A couple of photos from our holiday

 

 

The White and Blake family Christmas Meal taken by Nova.

 

Wednesday, November 5, 2014

Good Morning

 

i have had a brilliant few days, last weekend it was my Birthday, also the anniversary of my Dads death, taken from me far to soon. Gary and Nova spoilt me rotten, we all went to Paignton and Torquay area for the day. Then home for a birthday tea, complete with Cheese and Pineapple on sticks, jelly and birthday cake. Gary bought me a beautiful necklace, (will take a photo soon), and a Bubble Machine - hours of fun ! Nova bought me a lovely set of Expresso cups and saucers. Shortly we are all going for a Spa Day followed by a few days in Kent. I will be visiting my Dads resting place, as well as meeting up with family and friends. Showing Nova around my home town (she's really looking forward to that !). We are also helping her with some 'fieldwork' on the coast. We are all looking forward to this break. Elaine xx

Tuesday, October 28, 2014

Why oh why

 

do people send emails, when what they should really do is pick up a phone and talk ?
Life could be so much easier if people would think before pressing the button to send a message, ask yourself, what will the receiver think? The tone of the email, the message you are trying to get across etc.

Have you ever been on the receiving end of an email that has upset you? How did you deal with it?

I have had a very sleepless night, worrying about the message, also thinking am I over reacting (probably).

 

The photo above is of my parents wedding Dec 24 1961. Which always makes me smile. I was born the following November 1st, so its my birthday at the end of the week, but also the anniversary of my Dads untimely passing, so I guess thats not helping with my mood.

So my daily Happiness Is ......score out of 10 has dropped from being a 7 or 8 down to a 5, so what am I going to do to improve this ? What would Lara suggest? Think of the positives of the day....to be honest there wasnt a lot, but I did manage to re organise my diary and that made me smile, so thats my happy point of Monday.

Lets hope Tuesday will be much better.....

 

Saturday, October 25, 2014

Fabulous Holiday

 

Just had 5 fabulous days away at Hayle, near St Ives in Cornwall.


The weather wasnt too bad, despite a couple of very windy days. Had trips to St Ives, Sennen, Lands End, Cyder farm, Bedruthan Steps, Cape Cornwall and even managed time for a spa too.

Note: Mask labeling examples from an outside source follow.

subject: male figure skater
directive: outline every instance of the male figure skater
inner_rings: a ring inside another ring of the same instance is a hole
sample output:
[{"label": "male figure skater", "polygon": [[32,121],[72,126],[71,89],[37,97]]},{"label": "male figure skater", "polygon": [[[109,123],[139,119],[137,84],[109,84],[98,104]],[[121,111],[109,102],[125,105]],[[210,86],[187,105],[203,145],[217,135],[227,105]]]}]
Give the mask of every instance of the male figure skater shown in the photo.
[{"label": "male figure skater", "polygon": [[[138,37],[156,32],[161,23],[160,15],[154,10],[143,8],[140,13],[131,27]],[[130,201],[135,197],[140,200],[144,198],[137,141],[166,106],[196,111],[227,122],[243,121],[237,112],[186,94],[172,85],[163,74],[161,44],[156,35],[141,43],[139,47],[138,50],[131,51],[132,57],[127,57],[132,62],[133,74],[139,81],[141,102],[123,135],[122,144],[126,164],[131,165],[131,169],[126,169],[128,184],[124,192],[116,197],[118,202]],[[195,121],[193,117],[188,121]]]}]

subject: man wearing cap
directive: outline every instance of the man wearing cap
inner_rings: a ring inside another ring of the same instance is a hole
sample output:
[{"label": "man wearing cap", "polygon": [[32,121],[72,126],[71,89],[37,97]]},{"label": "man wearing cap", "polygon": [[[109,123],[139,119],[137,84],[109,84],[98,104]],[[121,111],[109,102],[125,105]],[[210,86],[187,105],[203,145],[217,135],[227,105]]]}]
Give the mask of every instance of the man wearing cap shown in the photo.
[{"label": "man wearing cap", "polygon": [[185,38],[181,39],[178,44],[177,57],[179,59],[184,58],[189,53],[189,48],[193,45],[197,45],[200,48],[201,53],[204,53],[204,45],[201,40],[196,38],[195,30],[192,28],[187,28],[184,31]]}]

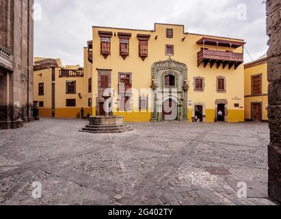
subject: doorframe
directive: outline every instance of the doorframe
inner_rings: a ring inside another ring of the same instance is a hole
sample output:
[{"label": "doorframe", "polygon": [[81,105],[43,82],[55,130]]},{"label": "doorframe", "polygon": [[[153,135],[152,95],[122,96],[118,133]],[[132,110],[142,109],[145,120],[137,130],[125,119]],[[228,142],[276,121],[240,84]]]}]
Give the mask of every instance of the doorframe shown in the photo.
[{"label": "doorframe", "polygon": [[227,99],[217,99],[215,102],[215,122],[217,122],[217,108],[219,104],[224,104],[224,122],[228,122],[228,102]]},{"label": "doorframe", "polygon": [[202,114],[203,122],[206,123],[206,104],[204,103],[193,103],[192,107],[192,122],[193,123],[195,118],[195,110],[196,105],[201,105],[202,107]]},{"label": "doorframe", "polygon": [[254,104],[260,104],[260,123],[263,122],[263,102],[251,102],[251,119],[254,122]]}]

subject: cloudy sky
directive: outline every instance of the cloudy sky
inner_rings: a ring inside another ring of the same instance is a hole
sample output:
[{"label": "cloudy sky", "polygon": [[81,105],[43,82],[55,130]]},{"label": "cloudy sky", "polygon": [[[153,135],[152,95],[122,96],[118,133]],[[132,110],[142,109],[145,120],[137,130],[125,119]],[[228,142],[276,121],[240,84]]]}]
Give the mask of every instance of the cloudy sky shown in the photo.
[{"label": "cloudy sky", "polygon": [[[42,11],[35,21],[35,55],[83,66],[92,25],[153,29],[155,23],[167,23],[185,25],[187,32],[244,39],[256,60],[267,49],[263,1],[35,0]],[[246,52],[245,60],[252,61]]]}]

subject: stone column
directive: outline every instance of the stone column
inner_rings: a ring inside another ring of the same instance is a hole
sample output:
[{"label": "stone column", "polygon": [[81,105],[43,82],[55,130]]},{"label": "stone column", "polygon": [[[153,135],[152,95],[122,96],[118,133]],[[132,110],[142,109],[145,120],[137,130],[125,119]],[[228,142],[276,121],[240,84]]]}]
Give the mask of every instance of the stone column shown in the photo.
[{"label": "stone column", "polygon": [[268,57],[269,196],[281,202],[281,0],[267,1]]}]

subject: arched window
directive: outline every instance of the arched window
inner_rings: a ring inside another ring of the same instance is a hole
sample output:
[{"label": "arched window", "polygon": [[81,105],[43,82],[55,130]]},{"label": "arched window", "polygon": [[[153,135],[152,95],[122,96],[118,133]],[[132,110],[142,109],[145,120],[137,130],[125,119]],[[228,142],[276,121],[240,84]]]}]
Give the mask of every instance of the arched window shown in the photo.
[{"label": "arched window", "polygon": [[176,86],[176,77],[172,75],[168,75],[165,76],[165,86]]}]

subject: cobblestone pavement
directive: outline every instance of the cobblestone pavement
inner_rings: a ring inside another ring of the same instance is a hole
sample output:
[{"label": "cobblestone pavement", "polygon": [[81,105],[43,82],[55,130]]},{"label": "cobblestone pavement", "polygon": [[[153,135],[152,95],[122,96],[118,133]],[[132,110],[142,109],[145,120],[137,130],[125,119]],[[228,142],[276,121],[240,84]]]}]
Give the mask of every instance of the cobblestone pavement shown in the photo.
[{"label": "cobblestone pavement", "polygon": [[[267,192],[267,124],[133,123],[122,134],[79,132],[86,123],[41,119],[0,130],[0,204],[275,205]],[[32,198],[34,181],[40,199]],[[239,181],[247,198],[237,197]]]}]

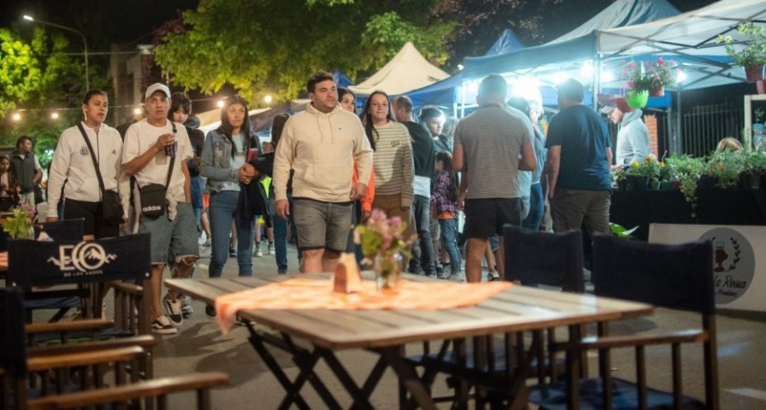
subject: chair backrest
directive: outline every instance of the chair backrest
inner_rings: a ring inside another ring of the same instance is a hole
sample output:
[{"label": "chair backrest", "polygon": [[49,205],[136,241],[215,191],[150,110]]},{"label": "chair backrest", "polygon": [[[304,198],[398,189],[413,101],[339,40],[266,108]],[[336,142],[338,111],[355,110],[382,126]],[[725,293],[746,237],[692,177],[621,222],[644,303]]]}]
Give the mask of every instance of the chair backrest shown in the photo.
[{"label": "chair backrest", "polygon": [[8,241],[7,280],[14,286],[150,277],[148,234],[94,241]]},{"label": "chair backrest", "polygon": [[583,277],[583,234],[534,232],[513,225],[503,227],[505,278],[522,285],[562,286],[585,291]]},{"label": "chair backrest", "polygon": [[710,241],[648,244],[597,234],[594,291],[600,296],[713,314],[713,261]]},{"label": "chair backrest", "polygon": [[85,231],[85,219],[56,221],[35,224],[35,239],[45,241],[80,241]]},{"label": "chair backrest", "polygon": [[23,305],[18,289],[0,289],[0,367],[16,377],[27,374]]}]

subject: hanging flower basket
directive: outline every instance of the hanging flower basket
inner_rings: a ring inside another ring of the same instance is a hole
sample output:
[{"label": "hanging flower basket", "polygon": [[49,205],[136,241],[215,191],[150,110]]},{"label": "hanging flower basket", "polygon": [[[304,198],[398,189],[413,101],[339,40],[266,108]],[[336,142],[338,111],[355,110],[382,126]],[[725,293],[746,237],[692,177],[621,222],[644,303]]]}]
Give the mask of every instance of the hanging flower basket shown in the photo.
[{"label": "hanging flower basket", "polygon": [[664,97],[665,95],[665,87],[652,87],[649,88],[649,97]]},{"label": "hanging flower basket", "polygon": [[648,90],[631,91],[625,92],[625,100],[628,105],[633,109],[642,109],[647,106],[647,101],[649,100]]},{"label": "hanging flower basket", "polygon": [[763,64],[750,64],[745,67],[745,77],[748,83],[763,80]]}]

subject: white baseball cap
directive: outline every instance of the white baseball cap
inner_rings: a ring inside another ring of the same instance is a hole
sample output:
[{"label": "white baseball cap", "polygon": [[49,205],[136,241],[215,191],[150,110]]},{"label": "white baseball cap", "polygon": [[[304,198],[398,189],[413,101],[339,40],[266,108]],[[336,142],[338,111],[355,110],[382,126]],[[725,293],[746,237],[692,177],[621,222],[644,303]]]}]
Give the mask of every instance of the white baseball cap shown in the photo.
[{"label": "white baseball cap", "polygon": [[151,94],[158,91],[161,91],[167,96],[167,98],[170,98],[170,89],[167,88],[167,85],[165,85],[162,83],[154,83],[146,89],[146,93],[143,94],[143,100],[149,100],[149,97],[151,97]]}]

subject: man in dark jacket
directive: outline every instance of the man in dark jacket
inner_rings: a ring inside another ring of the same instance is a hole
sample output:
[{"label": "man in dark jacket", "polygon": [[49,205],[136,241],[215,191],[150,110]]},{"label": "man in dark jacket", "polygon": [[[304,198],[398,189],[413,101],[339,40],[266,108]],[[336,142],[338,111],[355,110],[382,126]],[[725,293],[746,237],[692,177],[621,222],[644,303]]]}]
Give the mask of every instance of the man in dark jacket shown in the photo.
[{"label": "man in dark jacket", "polygon": [[43,179],[43,170],[32,152],[32,139],[23,135],[16,141],[16,150],[11,154],[11,173],[21,188],[21,200],[35,205],[35,187]]},{"label": "man in dark jacket", "polygon": [[412,100],[405,95],[394,99],[394,117],[403,124],[412,139],[412,160],[414,162],[415,198],[412,201],[412,214],[418,241],[412,245],[412,259],[410,260],[410,271],[418,273],[422,264],[426,275],[436,275],[434,243],[431,241],[431,178],[434,176],[436,153],[431,133],[412,121]]}]

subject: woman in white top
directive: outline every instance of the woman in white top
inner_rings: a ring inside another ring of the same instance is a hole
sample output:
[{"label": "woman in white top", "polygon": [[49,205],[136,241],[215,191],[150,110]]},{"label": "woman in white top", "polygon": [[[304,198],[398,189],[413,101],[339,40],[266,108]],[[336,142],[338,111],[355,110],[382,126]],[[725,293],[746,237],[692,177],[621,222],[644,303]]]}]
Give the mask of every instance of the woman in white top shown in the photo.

Picture above is at Lands End.

The caravan we stayed in was lovely, clean and tidy.

Me and Nova having a quick break during our walk.

We found this mushroom quite by accident on the walk from Sennen to Lands End.

St Ives in the wind and sunshine.

It was very windy at times, glad the caravan was chained down ! Even just walking along the beach was challenging at times.

Oh well, only another three weeks before we are off again, Spa Day and a few days in Kent....... Just time to get the washing done, clean the car inside and out, and repacked. Lol.

Live, Love and Laugh

Elaine xx

 

Monday, October 13, 2014

Positivity Moment

I try not to overthink things, but...... Recently things have come to light, which i dont agree with or like. So tough decisions have to be made. Im fed up with the negativity surrounding me, I am what i am. I am very loyal to my friends / family, but if you dont like that, then its your problem not mine. As for social networking, i am reducing my time on FB and the like, because it seems to be the cause of a lot of problems. I get upset when people defriend me, taking it very personally, when in fact, i should just think, that i am better off without these people. I am going to surround myself with as much positivity as possible in future.